Covid’s Killer Cop: The Sarah Everard Murder
Dismantle the Media
It’s hard to even talk about the Sarah Everard case without getting pissed off, mostly because it wasn’t just a random tragedy—it was a systemic collapse.
On a Wednesday night in March 2021, Sarah was just walking home from a friend’s house in South London. Wayne Couzens, who was a literal serving police officer at the time, intercepted her using his warrant card and handcuffs to stage a fake “arrest” for breaking COVID-19 lockdown rules. That’s the part that still haunts people; she was doing exactly what citizens are told to do—complying with the law—and he used that trust to kidnap her.
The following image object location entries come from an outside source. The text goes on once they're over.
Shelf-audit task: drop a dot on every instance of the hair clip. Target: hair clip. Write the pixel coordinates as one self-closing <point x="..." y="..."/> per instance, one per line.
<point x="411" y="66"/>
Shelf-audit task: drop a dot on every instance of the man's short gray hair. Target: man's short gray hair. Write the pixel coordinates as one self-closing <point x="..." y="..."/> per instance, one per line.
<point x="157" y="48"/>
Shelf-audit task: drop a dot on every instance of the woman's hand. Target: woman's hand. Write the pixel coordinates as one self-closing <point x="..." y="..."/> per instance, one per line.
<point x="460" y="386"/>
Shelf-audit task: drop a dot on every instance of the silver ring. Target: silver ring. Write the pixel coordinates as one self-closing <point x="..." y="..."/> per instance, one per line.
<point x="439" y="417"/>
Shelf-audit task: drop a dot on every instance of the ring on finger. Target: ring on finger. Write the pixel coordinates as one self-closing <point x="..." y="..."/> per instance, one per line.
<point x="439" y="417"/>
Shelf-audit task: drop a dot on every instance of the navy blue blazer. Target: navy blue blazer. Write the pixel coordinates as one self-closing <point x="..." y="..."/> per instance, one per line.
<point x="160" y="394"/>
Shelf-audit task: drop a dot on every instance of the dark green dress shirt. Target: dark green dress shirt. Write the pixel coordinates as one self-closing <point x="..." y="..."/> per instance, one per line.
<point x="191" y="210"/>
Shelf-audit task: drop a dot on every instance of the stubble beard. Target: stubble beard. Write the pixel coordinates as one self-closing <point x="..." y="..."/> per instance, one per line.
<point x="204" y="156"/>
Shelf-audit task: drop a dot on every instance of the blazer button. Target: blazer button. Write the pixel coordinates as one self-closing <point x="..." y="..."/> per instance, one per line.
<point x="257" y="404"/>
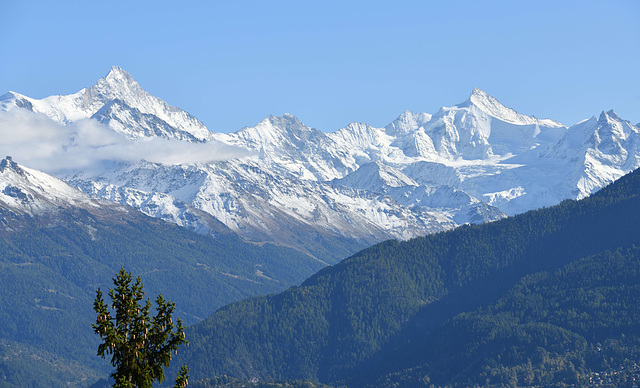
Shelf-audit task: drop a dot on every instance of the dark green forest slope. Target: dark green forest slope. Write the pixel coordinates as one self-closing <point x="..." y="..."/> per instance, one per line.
<point x="446" y="309"/>
<point x="51" y="266"/>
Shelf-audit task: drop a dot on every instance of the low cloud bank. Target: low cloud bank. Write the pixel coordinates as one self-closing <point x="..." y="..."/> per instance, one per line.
<point x="36" y="141"/>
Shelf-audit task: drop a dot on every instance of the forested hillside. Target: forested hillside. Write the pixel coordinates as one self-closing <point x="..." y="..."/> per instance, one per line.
<point x="446" y="308"/>
<point x="51" y="266"/>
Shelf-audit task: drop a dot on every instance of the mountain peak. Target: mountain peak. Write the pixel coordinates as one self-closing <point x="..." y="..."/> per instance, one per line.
<point x="116" y="72"/>
<point x="610" y="115"/>
<point x="8" y="163"/>
<point x="491" y="106"/>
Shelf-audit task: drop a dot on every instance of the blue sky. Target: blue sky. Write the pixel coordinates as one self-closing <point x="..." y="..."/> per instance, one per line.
<point x="232" y="63"/>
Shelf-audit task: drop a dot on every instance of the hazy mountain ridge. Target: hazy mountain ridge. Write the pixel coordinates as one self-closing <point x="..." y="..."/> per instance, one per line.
<point x="501" y="161"/>
<point x="542" y="298"/>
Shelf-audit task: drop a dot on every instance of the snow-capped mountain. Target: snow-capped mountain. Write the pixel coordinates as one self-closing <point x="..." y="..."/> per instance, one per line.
<point x="331" y="193"/>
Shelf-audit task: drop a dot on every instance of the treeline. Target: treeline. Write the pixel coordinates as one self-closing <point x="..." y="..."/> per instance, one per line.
<point x="398" y="307"/>
<point x="51" y="266"/>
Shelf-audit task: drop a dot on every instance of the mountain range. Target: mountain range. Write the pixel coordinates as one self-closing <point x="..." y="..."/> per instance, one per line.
<point x="547" y="298"/>
<point x="331" y="194"/>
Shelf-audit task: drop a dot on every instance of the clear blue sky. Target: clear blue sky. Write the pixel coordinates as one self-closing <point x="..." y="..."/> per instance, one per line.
<point x="232" y="63"/>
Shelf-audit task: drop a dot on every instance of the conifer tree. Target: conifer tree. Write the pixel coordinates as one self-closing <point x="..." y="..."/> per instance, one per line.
<point x="141" y="346"/>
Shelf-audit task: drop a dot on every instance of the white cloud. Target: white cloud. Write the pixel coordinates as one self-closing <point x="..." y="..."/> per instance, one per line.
<point x="36" y="141"/>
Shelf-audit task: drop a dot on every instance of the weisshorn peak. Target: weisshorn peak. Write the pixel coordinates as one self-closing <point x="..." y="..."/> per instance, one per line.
<point x="330" y="194"/>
He drove her 80 miles to Dover, raped her, and then strangled her with his own police-issue belt. To make it even more stomach-turning, he burned her body in a refrigerator and dumped the remains in a pond. When he finally got caught, he tried to lie his way out of it by blaming an Eastern European gang, but the CCTV and digital tracking were irrefutable. He’s now serving a whole-life order, meaning he’ll never see the outside of a prison cell.
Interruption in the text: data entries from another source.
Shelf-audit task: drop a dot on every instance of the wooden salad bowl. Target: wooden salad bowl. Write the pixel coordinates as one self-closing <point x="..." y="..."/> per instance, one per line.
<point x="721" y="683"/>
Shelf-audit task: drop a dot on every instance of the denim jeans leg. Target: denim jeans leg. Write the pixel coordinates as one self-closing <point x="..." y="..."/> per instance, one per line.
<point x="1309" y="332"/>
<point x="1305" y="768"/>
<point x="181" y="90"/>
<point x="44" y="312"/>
But the question everyone keeps asking is: How was this guy even a cop? The investigation afterward found “red flags” everywhere. This wasn’t a guy who just snapped; he had a history of alleged sexual offenses going back to 1995. He’d been reported for indecent exposure eight times. Just days before he killed Sarah, he exposed himself to staff at a drive-through, and the police basically “apathetically” ignored it. There were even reports that his own colleagues nicknamed him “The Rapist” because he made women so uncomfortable. He was also part of a WhatsApp group with other officers where they shared disgusting, misogynistic “jokes” about abusing women. The system didn’t just miss him—it practically shielded him.
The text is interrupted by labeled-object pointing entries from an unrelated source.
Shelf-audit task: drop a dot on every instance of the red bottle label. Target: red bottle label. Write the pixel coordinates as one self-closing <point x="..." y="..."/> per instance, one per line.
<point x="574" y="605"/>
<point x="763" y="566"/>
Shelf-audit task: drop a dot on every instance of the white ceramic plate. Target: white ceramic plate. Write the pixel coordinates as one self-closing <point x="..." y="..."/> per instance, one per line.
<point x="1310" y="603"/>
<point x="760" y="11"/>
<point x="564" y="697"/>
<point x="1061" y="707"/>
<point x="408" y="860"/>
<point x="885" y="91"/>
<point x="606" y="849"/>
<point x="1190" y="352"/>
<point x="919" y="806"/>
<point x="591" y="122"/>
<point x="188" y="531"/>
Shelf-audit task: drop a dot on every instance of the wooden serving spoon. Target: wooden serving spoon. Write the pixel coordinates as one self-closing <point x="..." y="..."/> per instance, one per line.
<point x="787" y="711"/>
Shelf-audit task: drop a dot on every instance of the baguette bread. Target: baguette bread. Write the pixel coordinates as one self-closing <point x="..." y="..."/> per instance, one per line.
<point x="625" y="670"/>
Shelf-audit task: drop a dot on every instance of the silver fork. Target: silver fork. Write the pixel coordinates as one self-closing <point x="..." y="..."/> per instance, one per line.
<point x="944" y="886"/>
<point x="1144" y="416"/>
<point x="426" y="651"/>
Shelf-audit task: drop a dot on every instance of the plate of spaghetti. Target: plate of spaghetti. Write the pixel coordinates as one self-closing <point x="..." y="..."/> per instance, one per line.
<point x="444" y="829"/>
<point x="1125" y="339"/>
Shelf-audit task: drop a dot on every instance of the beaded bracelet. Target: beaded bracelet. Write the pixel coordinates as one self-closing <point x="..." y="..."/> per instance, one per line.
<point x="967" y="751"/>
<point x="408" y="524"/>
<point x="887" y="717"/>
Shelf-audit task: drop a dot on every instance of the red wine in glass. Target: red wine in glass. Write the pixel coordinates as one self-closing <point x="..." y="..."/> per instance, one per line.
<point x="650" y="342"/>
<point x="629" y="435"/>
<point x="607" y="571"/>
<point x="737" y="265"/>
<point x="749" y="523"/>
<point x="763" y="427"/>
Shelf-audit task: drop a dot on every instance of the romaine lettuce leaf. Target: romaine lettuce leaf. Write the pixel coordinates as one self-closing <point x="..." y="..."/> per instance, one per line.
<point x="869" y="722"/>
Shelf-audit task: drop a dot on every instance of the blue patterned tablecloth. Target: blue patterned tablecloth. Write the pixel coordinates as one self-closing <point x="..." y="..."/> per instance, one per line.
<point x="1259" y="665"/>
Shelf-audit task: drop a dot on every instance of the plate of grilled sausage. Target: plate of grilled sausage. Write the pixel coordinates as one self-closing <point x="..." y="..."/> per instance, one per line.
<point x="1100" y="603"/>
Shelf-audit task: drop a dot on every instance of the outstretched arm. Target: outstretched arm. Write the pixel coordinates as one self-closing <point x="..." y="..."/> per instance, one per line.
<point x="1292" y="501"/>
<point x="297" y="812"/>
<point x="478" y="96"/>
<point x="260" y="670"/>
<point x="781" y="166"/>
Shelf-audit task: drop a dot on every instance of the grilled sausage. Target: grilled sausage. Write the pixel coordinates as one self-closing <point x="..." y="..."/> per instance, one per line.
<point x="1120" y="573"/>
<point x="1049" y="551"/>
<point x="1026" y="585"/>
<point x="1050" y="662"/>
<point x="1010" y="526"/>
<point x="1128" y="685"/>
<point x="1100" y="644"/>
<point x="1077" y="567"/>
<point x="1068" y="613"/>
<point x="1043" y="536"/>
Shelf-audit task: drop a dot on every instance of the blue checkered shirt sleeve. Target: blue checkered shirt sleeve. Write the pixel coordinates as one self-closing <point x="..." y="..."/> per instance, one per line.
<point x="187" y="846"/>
When you look at how the media handled it, it was a bit of a rollercoaster. At first, some outlets definitely tried to “protect the cop” or at least the image of the police. They ran headlines calling him a “family man” and a “garage mechanic,” which felt like a slap in the face to Sarah’s family. The Met Police also tried to push this “one bad apple” narrative, acting like he was a total outlier that no one could have predicted.
But the media eventually turned on the institution. Once the public saw photos of male officers pinning women to the ground at a peaceful vigil for Sarah, the “protection” was over. Journalists started digging into the toxic culture of the Met, exposing things like the Casey Review and the Angiolini Inquiry. They shifted the conversation from “one crazy guy” to “institutional misogyny.”
By the time the dust settled, the press had basically forced the government to admit that violence against women is a national security threat. They didn’t just report on a murder; they ended up putting the entire concept of British policing on trial.